Speeding up clinical trials around Type 1 diabetes
Associate Professor Sriram Sankaranarayanan
Computer Science
Sankaranarayanan’s group has created virtual clinical trials for an artificial pancreas that could significantly improve treatments for those with Type 1 diabetes. People with this disease can’t make insulin with their own pancreas and require frequent doses of the hormone to regulate blood glucose levels, either through injections or a pump system. Creating an artificial pancreas to autonomously deliver the insulin is complicated, requiring sophisticated computer, electronic and physical components. At its core is an algorithm that must automatically decide how much insulin to provide based on available health and timing data—but a wrong decision could be dangerous.

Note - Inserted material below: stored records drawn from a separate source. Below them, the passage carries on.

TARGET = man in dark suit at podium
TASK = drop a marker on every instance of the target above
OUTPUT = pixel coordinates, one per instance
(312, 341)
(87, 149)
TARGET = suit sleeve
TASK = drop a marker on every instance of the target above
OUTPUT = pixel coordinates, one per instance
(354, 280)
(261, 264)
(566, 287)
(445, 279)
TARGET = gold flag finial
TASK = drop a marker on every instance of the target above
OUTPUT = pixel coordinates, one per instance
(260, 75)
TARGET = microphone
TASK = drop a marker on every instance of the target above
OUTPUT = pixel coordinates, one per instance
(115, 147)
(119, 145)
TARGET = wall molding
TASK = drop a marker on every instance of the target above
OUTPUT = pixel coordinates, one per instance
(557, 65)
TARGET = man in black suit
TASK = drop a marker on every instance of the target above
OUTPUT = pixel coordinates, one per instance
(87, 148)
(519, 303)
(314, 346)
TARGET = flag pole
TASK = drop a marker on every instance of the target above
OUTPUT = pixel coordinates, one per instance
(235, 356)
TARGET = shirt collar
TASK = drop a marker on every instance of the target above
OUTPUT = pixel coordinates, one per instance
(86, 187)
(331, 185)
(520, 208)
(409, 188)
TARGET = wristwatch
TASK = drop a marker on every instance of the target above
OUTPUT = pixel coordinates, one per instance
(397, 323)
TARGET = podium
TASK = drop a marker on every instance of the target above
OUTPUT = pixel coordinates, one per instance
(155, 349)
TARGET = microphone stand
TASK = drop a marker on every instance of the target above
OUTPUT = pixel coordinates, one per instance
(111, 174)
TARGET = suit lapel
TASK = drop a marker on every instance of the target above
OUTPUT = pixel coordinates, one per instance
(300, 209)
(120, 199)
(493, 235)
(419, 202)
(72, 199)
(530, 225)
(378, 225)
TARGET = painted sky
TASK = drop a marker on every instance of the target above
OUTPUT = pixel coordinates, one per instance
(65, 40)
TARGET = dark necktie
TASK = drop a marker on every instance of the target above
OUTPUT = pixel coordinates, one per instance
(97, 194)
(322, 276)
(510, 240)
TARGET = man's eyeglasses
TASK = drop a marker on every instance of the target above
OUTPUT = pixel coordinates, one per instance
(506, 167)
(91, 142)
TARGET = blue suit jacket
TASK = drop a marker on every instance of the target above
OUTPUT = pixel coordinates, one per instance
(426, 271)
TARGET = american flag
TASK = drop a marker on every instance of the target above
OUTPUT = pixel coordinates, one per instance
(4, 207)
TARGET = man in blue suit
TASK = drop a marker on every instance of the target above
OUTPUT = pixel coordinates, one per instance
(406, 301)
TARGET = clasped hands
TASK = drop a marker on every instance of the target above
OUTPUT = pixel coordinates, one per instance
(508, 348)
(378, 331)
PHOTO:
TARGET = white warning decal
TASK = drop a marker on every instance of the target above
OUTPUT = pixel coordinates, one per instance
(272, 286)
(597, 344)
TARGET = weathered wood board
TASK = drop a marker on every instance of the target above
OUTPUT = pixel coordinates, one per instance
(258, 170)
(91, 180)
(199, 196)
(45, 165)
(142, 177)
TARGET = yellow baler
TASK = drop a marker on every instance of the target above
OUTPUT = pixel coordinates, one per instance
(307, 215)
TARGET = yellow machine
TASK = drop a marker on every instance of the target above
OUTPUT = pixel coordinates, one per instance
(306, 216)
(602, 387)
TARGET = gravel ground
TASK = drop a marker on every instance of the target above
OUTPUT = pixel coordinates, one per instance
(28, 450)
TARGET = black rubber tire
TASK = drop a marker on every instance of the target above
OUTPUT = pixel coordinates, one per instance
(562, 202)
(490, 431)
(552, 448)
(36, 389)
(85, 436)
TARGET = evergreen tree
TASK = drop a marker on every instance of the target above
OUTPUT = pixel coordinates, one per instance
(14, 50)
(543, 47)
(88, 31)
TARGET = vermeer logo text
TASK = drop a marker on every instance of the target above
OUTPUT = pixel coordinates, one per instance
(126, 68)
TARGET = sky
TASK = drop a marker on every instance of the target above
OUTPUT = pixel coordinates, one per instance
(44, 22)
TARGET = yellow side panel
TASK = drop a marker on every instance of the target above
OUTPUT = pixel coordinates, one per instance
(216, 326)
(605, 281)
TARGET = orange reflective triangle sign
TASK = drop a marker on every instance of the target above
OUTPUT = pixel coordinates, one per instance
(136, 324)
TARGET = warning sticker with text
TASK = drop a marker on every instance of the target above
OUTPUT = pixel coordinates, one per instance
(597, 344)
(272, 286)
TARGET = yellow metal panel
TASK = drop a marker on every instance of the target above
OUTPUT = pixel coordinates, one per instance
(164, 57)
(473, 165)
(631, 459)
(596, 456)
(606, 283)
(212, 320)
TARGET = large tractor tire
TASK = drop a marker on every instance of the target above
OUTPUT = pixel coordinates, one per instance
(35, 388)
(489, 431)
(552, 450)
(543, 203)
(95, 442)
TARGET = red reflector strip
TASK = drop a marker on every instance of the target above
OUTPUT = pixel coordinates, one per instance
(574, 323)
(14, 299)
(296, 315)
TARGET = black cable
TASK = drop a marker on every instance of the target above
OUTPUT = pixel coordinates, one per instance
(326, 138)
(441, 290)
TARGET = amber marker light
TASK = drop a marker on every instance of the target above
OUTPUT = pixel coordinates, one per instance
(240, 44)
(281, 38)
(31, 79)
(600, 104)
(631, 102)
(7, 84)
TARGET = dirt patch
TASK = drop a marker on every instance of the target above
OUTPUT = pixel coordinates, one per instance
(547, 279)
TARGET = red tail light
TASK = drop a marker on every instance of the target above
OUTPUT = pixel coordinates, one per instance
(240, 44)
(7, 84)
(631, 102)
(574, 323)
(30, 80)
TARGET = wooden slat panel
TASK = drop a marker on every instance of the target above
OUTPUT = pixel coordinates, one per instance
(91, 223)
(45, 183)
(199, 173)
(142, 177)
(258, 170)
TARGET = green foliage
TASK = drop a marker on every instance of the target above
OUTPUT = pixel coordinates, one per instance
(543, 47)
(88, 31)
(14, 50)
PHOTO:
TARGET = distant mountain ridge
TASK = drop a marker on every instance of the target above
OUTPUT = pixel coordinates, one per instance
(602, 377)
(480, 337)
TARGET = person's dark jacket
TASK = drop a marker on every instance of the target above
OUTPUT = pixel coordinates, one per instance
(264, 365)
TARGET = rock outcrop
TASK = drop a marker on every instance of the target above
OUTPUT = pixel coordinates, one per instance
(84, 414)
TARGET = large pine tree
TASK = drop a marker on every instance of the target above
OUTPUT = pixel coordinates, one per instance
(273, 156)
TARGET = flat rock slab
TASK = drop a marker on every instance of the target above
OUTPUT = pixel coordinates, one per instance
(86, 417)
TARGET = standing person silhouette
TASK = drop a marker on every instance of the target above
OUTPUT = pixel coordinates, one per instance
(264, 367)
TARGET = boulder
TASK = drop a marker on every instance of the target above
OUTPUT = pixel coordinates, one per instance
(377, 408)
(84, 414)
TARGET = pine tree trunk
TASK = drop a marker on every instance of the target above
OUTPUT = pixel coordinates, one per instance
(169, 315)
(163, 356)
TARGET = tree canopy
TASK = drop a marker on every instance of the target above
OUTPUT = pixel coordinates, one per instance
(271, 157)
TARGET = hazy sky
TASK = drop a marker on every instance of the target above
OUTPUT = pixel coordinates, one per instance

Sankaranarayanan’s project tested a variety of artificial pancreas designs to see if they could fail, break or otherwise harm a patient by giving them too much or too little insulin. They did this by using a formal verification tool called S-Taliro that his group had previously helped develop to check the correctness of car vehicle systems. These virtual trials are much cheaper than clinical trials and may allow patients to select the best device for their needs or better tune the device they are using.
Improving cancer detection and therapy
Professor Wounjhang Park
Electrical, Computer and Energy Engineering
Park’s lab is using plasmonic nanostructures to diagnose and treat cancer. If successful, the technique they are developing could simultaneously image and kill cancer cells. Their work and testing focus on bladder cancer, the fourth most common non-skin cancer among men in the U.S. The team uses a gold nanorod bonded with an antibody that targets bladder cancer cells. When inserted into the bladder, it selectively binds to cancer cells, which can then be destroyed through irradiation by laser induced heating. Another application is through irradiation where a laser would create a hole in the cancer cell through which a chemotherapy drug can be delivered to destroy the cell. This process would allow for a highly targeted chemotherapy. Park and his collaborators have new patents related to this technique, which was recently described in Materials Science and Engineering C.